Onlangs werd de praktijk in Waddinxveen (ik woon er niet maar ja van tandarts wisselen ligt bij mij gevoelig) overgenomen door een jonge tandarts die daar met een nieuw team introk. De vertrekkende tandarts was al een verademing in vergelijking met mijn eerste tandarts. Verdovingen waren standaard, er was geen klassieke muziek en alles ging op afspraak. De verschillende behandelkamers hadden vrolijke kleuren en ‘de boor’ leek inmiddels op een elektrische tandenborstel. Hij werkte er nog kort maar kon niet meer aarden in deze moderniteit zoals hij het noemde. Inmiddels word ik behandeld door een jonge opgewekte vrouw. Ze werkt parttime, studeert nog en vindt het fijn om ook af en toe ’s avonds te werken. Ze vroeg of ik het storend vond dat de radio op een popzender stond ‘dat werkt gewoon prettiger.’
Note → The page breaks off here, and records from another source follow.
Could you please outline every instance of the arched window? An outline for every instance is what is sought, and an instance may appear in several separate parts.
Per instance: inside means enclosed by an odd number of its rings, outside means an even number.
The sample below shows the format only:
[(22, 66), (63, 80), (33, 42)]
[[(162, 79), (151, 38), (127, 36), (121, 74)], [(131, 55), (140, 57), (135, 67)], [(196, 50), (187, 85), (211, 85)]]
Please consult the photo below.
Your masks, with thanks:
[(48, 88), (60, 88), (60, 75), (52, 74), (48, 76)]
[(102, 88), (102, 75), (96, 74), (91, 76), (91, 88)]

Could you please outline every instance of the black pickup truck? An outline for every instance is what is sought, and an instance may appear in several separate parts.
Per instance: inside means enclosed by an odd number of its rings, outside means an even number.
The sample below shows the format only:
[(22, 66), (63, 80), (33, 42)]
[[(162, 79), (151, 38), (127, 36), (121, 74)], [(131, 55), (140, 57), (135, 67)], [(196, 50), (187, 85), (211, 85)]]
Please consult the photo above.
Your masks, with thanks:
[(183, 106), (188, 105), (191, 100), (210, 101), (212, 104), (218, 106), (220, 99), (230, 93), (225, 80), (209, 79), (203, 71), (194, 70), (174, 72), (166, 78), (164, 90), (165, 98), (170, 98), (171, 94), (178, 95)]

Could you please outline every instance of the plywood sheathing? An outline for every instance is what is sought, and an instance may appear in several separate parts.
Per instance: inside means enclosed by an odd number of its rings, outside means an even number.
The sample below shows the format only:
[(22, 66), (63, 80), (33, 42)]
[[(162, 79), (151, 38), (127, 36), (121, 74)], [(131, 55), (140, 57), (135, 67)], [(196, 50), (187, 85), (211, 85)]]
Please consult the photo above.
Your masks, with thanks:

Ze specialiseert zich als ’tandarts angstbegeleiding.’ Gek eigenlijk dat dit een specialisme is zei ik haar onlangs, dat zou toch elke tandarts moeten kunnen. Mensen die met angst plaats nemen op een stoel help je niet alleen met een kleurige stoel en dito muren. Gewoon een praatje, uitleggen wat je doet, een leuke polo aan, je voornaam gebruiken en mensen mee laten kijken met een spiegel of gewoon op de computer waar je gebit in zijn volle omvang grafisch staat weergegeven. Het geeft je het idee dat je controle hebt en mee beslist over wat er gebeurd. Onlangs ben ik weer geweest, na een paar jaar van afwezigheid, had ik de moed om weer te gaan. Er werden drie afspraken gemaakt, waarvan een ’s avonds. De eerste is achter de rug en inmiddels kijk ik uit naar de tweede.
Ik ga niet meer naar de tandarts, ik ga naar Chantal die toevallig ook tandarts is.